Proprio ai giovanissimi ha voluto lasciare il suo messaggio il sindaco Paolo Negri “ai quali noi, la generazione che ha conosciuto i protagonisti di quella fase storica durissima – intendendo i 20 mesi della Resistenza che cancellarono la dittatura del fascismo e l’oppressione nazista -, consegniamo il testimone per continuare la difesa della libertà e della democrazia”.

La seconda ragione con la quale ha voluto connotare il ricordo, ha continuato il sindaco Negri “è che in questo modo noi onoriamo la Costituzione italiana, quella carta dei diritti nata dal sacrificio di molti, anche dei giovani che qui hanno perso la vita”.

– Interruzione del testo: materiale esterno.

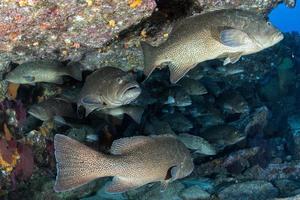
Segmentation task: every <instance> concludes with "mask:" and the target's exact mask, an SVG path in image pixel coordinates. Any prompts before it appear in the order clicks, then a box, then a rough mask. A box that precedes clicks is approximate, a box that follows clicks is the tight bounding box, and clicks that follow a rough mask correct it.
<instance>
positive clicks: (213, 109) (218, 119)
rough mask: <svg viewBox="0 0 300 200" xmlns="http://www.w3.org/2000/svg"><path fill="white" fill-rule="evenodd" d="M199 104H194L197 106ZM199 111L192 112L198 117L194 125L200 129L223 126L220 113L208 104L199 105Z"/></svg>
mask: <svg viewBox="0 0 300 200" xmlns="http://www.w3.org/2000/svg"><path fill="white" fill-rule="evenodd" d="M197 105H199V104H196V105H195V106H197ZM201 108H204V109H201ZM198 109H199V110H194V115H198V117H197V118H196V123H197V124H200V125H201V127H203V128H206V127H210V126H215V125H220V124H224V118H223V116H222V114H221V112H220V111H219V110H218V109H216V108H215V107H214V106H213V105H211V104H209V103H204V104H200V105H199V107H198Z"/></svg>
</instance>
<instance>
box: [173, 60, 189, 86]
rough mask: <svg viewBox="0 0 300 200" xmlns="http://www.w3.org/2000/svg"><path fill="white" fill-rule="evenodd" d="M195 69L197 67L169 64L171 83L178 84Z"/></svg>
mask: <svg viewBox="0 0 300 200" xmlns="http://www.w3.org/2000/svg"><path fill="white" fill-rule="evenodd" d="M194 67H195V65H191V66H185V65H180V64H178V63H171V64H169V70H170V81H171V83H173V84H174V83H177V82H178V81H179V80H180V79H181V78H182V77H183V76H184V75H185V74H186V73H187V72H188V71H190V69H192V68H194Z"/></svg>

La commemorazione dell'eccidio di Rio Farnese

Commoventi le frasi elaborate da alcune ragazze della scuola media che hanno concluso la cerimonia sulle note del Silenzio.

E’ seguita, al cimitero di San Giovanni, l’inaugurazione del dipinto di Walter Lusardi, posto nella cappella ove sono custodite le spoglie dei partigiani trucidati a Rio Farnese, dei due fratelli bettolesi Antonio e Gian Maria Molinari e di altri combattenti uccisi sul territorio comunale.

Con il presidente dell’Anpi provinciale, Stefano Pronti è intervenuto Mario Spezia, presidente nazionale dell’Associazione dei partigiani cristiani “che hanno combattuto insieme a tanti di altri schieramenti politici, ma accomunati da due valori fondanti la nostra Costituzione: libertà e democrazia, che sono diritti universali”.